Fresh supply risks added to the pressure after Iraq suspended operations at its oil terminals following attacks on two tankers in Iraqi waters, underscoring how fragile regional energy flows have become. While February consumer inflation came in largely as expected and remained steady, it is still running above the Federal Reserve’s target, and the latest energy shock has yet to fully filter into the data.
With inflation risks rising again, markets now see little chance of near-term Fed easing. The central bank is broadly expected to leave interest rates unchanged next week, and traders are pricing in just one quarter-point cut this year, potentially in September.
| AG MARKETS |
—Brazil fertilizer risks rise as war threatens supplies
Brazilian officials are warning that a prolonged Iran conflict and a closure of the Strait of Hormuz could tighten fertilizer supplies, raise input costs, and threaten yields for major crops ahead of the 2026/27 season
Brazil’s Agriculture Ministry is warning that the country faces a severe fertilizer risk if the war involving Iran drags on and disrupts shipping through the Strait of Hormuz, a vital route for energy and fertilizer-related inputs. Technical assessments reviewed by ministry officials show a “very high” risk of supply strain, with the worst-case scenario pointing to phosphate fertilizer shortages equal to as much as 20% of national demand this year.

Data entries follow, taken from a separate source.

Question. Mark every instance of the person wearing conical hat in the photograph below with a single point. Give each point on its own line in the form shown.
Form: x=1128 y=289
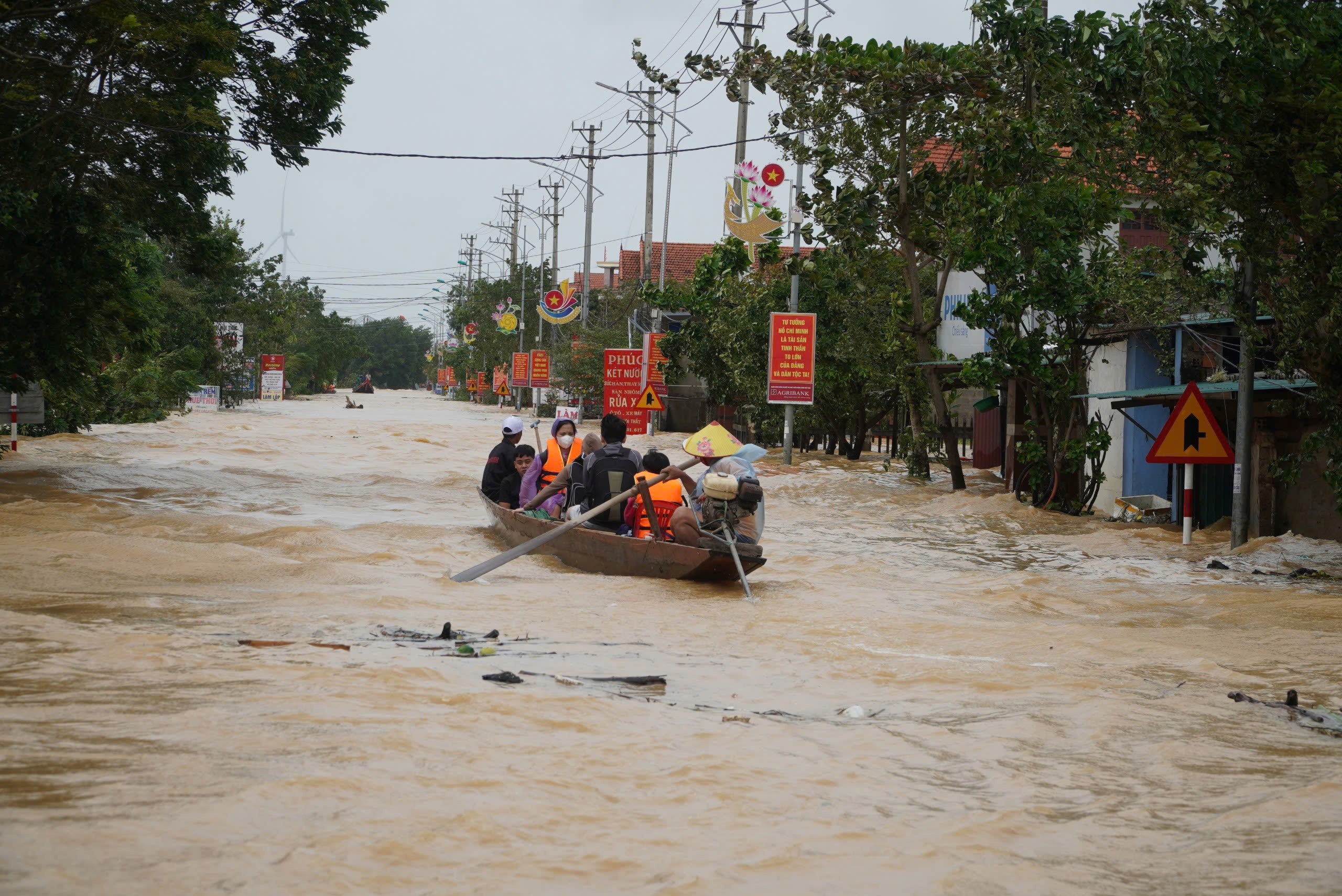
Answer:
x=718 y=451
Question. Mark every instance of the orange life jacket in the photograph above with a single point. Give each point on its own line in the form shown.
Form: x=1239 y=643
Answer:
x=666 y=498
x=555 y=461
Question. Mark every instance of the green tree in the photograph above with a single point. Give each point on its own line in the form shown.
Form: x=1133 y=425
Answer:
x=1240 y=109
x=114 y=126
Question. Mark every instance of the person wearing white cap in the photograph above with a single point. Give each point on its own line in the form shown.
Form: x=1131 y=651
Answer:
x=500 y=466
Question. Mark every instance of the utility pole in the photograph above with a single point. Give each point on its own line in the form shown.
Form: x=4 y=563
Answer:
x=516 y=212
x=746 y=42
x=789 y=412
x=648 y=123
x=470 y=260
x=1244 y=411
x=587 y=238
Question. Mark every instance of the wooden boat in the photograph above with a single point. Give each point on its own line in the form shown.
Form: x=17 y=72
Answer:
x=596 y=552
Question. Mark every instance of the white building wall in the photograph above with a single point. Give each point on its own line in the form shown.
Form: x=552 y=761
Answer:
x=1109 y=373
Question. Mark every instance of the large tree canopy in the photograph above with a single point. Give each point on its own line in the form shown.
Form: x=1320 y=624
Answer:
x=114 y=117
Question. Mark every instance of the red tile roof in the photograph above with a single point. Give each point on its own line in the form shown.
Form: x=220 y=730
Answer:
x=681 y=260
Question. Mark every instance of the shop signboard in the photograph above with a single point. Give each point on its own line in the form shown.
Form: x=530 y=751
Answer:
x=540 y=369
x=623 y=387
x=272 y=377
x=521 y=369
x=203 y=399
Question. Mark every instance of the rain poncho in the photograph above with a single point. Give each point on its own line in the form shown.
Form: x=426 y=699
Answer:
x=739 y=464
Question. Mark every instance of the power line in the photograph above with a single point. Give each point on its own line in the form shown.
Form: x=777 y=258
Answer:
x=562 y=157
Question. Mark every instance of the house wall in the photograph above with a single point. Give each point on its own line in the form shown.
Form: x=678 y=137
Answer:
x=955 y=337
x=1109 y=373
x=1141 y=478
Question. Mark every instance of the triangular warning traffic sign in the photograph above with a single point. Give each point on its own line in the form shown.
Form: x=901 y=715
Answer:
x=1191 y=435
x=650 y=400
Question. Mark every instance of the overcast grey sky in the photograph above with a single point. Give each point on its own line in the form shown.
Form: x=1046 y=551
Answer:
x=509 y=80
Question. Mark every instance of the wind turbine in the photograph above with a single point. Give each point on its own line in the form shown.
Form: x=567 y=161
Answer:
x=284 y=235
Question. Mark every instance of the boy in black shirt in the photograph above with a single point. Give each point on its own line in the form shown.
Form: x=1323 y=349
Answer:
x=511 y=489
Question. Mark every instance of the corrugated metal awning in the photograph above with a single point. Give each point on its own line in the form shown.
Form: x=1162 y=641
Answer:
x=1223 y=391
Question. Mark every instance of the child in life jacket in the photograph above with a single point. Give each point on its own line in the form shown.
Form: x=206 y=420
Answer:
x=666 y=497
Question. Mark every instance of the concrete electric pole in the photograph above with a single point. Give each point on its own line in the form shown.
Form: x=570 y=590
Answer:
x=555 y=227
x=587 y=236
x=746 y=42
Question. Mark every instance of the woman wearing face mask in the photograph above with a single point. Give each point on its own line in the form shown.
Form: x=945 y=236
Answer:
x=560 y=451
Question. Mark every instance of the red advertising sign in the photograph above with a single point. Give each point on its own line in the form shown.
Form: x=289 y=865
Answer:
x=521 y=369
x=540 y=369
x=653 y=375
x=623 y=387
x=272 y=377
x=792 y=358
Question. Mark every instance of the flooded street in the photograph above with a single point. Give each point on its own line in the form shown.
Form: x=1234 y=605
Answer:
x=1050 y=693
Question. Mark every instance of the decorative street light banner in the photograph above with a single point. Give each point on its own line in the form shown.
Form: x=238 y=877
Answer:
x=561 y=305
x=272 y=377
x=623 y=387
x=653 y=368
x=204 y=399
x=229 y=337
x=505 y=315
x=792 y=358
x=745 y=209
x=540 y=369
x=521 y=369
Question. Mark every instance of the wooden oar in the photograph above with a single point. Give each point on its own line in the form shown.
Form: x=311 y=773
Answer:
x=512 y=554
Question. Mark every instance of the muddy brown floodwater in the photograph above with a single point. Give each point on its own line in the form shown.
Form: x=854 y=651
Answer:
x=1046 y=695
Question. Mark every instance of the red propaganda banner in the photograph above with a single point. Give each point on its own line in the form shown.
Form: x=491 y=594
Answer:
x=623 y=387
x=521 y=369
x=540 y=369
x=792 y=358
x=272 y=377
x=653 y=372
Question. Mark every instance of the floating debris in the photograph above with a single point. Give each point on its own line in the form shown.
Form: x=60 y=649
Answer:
x=504 y=678
x=1318 y=719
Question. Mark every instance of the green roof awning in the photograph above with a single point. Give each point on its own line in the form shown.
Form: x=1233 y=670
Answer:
x=1170 y=395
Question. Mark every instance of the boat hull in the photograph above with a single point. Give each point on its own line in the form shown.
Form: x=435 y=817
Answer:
x=596 y=552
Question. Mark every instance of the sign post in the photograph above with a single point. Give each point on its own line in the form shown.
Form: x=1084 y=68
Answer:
x=1191 y=436
x=653 y=372
x=792 y=358
x=273 y=377
x=521 y=373
x=540 y=375
x=622 y=387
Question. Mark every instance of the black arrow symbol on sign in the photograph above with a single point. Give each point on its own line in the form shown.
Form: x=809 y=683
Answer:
x=1192 y=432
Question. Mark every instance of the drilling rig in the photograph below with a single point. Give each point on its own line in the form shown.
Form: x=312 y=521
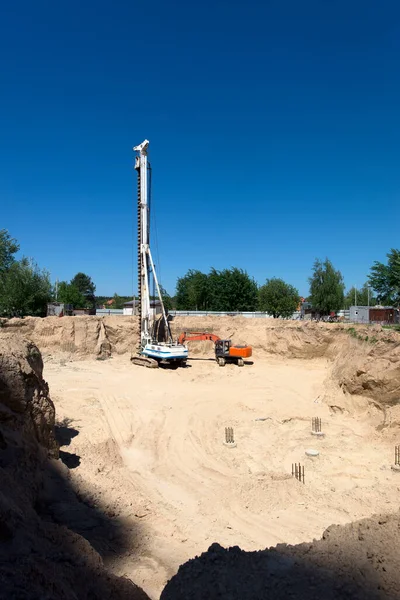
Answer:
x=152 y=351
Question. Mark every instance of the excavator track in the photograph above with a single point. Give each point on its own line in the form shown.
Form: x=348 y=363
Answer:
x=144 y=361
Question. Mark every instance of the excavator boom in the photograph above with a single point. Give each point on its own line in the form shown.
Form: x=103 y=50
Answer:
x=224 y=350
x=197 y=336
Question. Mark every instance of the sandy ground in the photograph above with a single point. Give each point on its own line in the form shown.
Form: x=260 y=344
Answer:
x=151 y=454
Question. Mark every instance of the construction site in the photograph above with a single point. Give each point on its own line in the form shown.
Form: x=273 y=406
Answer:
x=197 y=457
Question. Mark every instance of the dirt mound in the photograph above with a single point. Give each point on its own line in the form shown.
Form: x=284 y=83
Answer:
x=359 y=561
x=371 y=370
x=76 y=337
x=39 y=558
x=365 y=360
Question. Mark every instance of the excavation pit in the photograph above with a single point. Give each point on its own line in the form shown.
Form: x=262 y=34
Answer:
x=150 y=439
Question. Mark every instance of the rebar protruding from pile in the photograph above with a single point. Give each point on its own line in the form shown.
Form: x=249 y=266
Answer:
x=316 y=425
x=298 y=471
x=229 y=435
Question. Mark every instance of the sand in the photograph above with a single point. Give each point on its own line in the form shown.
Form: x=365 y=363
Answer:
x=148 y=450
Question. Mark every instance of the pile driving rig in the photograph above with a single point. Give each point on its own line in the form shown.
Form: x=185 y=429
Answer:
x=151 y=351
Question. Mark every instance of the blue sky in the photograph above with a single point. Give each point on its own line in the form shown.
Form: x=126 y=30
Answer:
x=274 y=133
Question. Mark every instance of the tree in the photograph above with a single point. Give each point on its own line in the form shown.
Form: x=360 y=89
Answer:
x=326 y=287
x=361 y=297
x=8 y=247
x=232 y=290
x=385 y=279
x=70 y=294
x=86 y=287
x=278 y=298
x=24 y=290
x=227 y=290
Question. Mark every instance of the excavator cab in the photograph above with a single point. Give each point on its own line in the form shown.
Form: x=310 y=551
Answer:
x=222 y=347
x=225 y=352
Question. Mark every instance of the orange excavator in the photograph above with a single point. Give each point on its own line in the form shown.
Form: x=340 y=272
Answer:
x=224 y=350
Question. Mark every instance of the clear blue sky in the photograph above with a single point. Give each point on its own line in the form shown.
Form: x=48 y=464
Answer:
x=274 y=129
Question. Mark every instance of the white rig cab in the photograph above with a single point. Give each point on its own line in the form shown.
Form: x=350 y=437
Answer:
x=151 y=352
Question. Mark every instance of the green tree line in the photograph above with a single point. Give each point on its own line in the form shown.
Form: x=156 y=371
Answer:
x=25 y=289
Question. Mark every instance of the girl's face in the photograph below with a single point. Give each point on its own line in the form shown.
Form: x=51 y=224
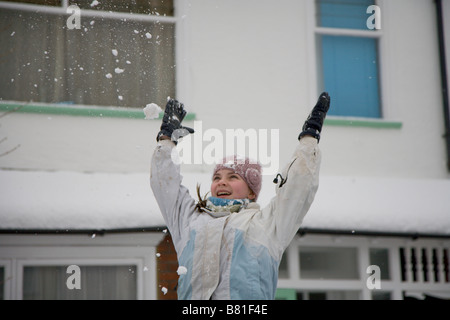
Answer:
x=229 y=185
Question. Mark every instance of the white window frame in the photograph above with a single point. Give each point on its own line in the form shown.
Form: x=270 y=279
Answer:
x=394 y=285
x=19 y=251
x=313 y=30
x=180 y=21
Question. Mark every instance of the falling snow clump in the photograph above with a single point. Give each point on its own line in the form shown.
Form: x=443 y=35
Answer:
x=152 y=111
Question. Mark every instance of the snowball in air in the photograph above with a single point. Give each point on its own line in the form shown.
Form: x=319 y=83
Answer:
x=181 y=270
x=152 y=111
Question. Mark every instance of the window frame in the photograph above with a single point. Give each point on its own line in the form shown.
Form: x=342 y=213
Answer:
x=180 y=21
x=395 y=285
x=315 y=65
x=22 y=250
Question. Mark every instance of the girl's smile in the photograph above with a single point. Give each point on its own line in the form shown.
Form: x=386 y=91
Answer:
x=227 y=184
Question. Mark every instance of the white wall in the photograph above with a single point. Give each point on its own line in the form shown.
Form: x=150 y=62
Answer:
x=246 y=67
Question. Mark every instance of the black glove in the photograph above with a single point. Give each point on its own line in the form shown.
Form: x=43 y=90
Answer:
x=313 y=125
x=171 y=125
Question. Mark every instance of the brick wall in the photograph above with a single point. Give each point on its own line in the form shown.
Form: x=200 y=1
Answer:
x=167 y=265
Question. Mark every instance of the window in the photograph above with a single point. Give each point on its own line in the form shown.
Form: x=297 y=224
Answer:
x=123 y=54
x=348 y=57
x=380 y=258
x=336 y=267
x=96 y=283
x=328 y=263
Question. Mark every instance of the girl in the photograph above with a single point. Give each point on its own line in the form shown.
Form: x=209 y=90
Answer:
x=231 y=247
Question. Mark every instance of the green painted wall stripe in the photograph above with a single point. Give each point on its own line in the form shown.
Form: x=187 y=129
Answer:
x=365 y=123
x=132 y=113
x=111 y=112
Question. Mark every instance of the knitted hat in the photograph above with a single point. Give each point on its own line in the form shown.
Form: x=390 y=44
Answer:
x=249 y=170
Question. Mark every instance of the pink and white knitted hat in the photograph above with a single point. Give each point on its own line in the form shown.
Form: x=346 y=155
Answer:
x=249 y=170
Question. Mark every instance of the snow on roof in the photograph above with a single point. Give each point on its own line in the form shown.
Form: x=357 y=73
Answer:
x=31 y=200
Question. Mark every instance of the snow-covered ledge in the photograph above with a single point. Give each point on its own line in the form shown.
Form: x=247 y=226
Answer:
x=71 y=201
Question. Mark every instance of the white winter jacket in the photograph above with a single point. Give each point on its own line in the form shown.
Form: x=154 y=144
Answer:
x=234 y=256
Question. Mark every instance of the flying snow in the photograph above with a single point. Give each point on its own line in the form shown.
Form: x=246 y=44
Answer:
x=152 y=111
x=181 y=270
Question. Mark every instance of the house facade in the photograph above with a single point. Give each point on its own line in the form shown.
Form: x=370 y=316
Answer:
x=78 y=219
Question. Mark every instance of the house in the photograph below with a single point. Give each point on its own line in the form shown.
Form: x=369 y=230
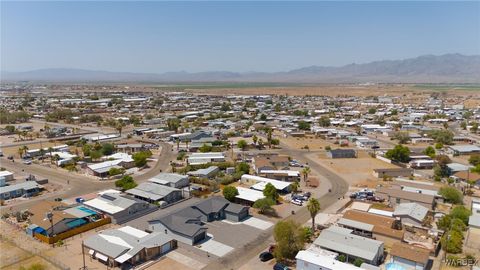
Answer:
x=205 y=173
x=411 y=213
x=127 y=246
x=259 y=183
x=119 y=207
x=409 y=257
x=203 y=158
x=343 y=241
x=187 y=224
x=270 y=162
x=342 y=153
x=6 y=175
x=373 y=225
x=397 y=196
x=392 y=172
x=282 y=175
x=171 y=179
x=153 y=193
x=24 y=189
x=63 y=218
x=463 y=149
x=248 y=196
x=312 y=259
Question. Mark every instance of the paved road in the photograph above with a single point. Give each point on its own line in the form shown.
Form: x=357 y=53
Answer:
x=242 y=255
x=75 y=184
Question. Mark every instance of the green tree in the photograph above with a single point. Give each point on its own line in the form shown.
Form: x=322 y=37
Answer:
x=264 y=206
x=302 y=125
x=474 y=160
x=242 y=144
x=290 y=239
x=242 y=168
x=94 y=155
x=313 y=206
x=402 y=137
x=205 y=148
x=462 y=213
x=270 y=192
x=294 y=187
x=442 y=136
x=451 y=195
x=357 y=262
x=324 y=121
x=305 y=172
x=429 y=151
x=399 y=153
x=229 y=192
x=126 y=183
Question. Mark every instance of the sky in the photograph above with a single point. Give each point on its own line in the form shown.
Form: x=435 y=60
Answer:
x=271 y=36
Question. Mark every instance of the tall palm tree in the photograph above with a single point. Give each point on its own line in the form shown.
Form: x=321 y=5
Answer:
x=294 y=187
x=306 y=171
x=313 y=206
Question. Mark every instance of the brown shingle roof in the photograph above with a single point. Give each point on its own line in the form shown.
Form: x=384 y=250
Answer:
x=410 y=253
x=381 y=224
x=411 y=196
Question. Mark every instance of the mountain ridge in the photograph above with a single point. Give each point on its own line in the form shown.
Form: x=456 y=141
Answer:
x=447 y=68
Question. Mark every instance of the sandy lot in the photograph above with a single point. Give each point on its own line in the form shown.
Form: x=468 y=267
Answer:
x=312 y=142
x=355 y=170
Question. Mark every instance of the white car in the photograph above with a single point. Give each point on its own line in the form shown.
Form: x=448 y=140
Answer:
x=297 y=202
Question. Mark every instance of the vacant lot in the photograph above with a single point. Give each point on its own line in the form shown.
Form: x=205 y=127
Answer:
x=355 y=170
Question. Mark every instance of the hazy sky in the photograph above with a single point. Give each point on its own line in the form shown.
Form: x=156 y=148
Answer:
x=234 y=36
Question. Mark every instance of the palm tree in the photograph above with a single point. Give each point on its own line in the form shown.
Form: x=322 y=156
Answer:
x=313 y=206
x=294 y=187
x=306 y=171
x=42 y=153
x=22 y=151
x=50 y=150
x=255 y=139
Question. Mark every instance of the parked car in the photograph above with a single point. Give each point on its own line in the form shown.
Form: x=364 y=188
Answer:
x=297 y=202
x=265 y=256
x=280 y=266
x=27 y=162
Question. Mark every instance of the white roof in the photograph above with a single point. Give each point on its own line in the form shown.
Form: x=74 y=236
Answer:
x=288 y=172
x=262 y=182
x=5 y=173
x=132 y=231
x=249 y=194
x=104 y=206
x=380 y=212
x=324 y=262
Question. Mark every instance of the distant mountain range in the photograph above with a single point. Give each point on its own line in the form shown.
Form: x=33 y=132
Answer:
x=448 y=68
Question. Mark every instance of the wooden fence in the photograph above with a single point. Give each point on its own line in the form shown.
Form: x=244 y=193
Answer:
x=72 y=232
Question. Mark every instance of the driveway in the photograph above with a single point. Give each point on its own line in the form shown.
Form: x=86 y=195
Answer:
x=214 y=247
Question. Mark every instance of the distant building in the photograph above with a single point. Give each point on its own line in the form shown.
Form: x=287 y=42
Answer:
x=342 y=153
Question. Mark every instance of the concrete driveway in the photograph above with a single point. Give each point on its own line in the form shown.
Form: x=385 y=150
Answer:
x=214 y=247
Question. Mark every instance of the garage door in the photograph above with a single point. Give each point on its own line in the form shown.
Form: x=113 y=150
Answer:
x=166 y=248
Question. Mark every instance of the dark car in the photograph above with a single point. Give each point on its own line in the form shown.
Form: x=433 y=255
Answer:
x=280 y=266
x=265 y=256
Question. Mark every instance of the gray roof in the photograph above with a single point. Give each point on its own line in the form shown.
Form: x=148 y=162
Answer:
x=413 y=210
x=355 y=224
x=24 y=185
x=212 y=205
x=151 y=191
x=113 y=243
x=164 y=178
x=185 y=221
x=202 y=172
x=343 y=241
x=118 y=200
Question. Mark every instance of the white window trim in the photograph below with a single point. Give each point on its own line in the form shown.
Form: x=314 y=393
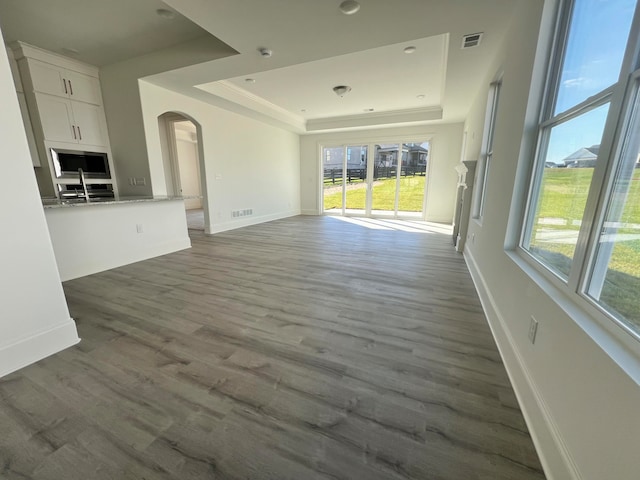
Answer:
x=486 y=149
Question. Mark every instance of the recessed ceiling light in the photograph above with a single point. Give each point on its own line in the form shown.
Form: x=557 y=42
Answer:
x=341 y=90
x=349 y=7
x=164 y=13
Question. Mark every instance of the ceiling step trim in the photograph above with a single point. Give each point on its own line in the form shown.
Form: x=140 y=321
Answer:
x=391 y=118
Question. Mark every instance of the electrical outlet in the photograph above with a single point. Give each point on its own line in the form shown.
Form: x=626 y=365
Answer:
x=533 y=330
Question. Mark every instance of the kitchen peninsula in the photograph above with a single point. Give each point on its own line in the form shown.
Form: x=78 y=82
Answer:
x=90 y=237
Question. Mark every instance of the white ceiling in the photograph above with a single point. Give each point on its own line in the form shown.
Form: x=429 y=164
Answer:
x=383 y=79
x=315 y=47
x=101 y=32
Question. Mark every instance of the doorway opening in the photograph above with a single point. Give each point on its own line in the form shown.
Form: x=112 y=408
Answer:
x=184 y=166
x=379 y=179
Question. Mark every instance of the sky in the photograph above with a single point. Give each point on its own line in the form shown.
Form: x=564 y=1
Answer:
x=594 y=53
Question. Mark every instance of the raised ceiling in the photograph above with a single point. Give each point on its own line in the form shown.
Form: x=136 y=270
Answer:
x=382 y=79
x=98 y=32
x=314 y=47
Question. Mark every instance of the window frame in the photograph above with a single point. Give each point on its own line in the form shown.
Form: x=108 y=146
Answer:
x=486 y=151
x=620 y=97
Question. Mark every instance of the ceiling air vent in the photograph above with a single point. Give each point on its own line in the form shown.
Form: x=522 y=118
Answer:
x=471 y=40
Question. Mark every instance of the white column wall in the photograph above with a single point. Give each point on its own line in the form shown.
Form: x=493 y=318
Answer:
x=34 y=318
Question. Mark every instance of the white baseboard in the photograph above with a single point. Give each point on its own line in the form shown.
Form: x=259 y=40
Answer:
x=247 y=221
x=29 y=350
x=554 y=455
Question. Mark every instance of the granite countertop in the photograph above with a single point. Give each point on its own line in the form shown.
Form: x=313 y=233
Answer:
x=80 y=202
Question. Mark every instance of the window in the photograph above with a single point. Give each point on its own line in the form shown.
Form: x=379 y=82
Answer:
x=486 y=153
x=582 y=222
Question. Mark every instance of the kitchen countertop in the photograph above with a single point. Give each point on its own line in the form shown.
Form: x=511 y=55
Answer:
x=57 y=203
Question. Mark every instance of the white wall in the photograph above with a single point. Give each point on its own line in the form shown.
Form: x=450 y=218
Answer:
x=247 y=164
x=581 y=407
x=445 y=141
x=121 y=96
x=34 y=319
x=106 y=235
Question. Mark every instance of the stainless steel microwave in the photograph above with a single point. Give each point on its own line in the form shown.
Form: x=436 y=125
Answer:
x=67 y=162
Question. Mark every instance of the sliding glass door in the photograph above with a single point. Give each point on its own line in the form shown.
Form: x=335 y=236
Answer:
x=393 y=184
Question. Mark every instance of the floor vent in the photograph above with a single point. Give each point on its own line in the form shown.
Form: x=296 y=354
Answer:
x=471 y=40
x=242 y=213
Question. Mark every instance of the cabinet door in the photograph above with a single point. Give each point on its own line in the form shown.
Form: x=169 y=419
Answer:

The concern is especially acute because Brazil imports about 85% of its fertilizer needs, leaving farmers heavily exposed to global disruptions. Officials said the conflict could drive up the cost of key inputs such as urea, worsen delivery delays, and tighten purchasing conditions in the second half of 2026. If disruptions persist, the impact could move beyond higher prices and become a true supply shortage.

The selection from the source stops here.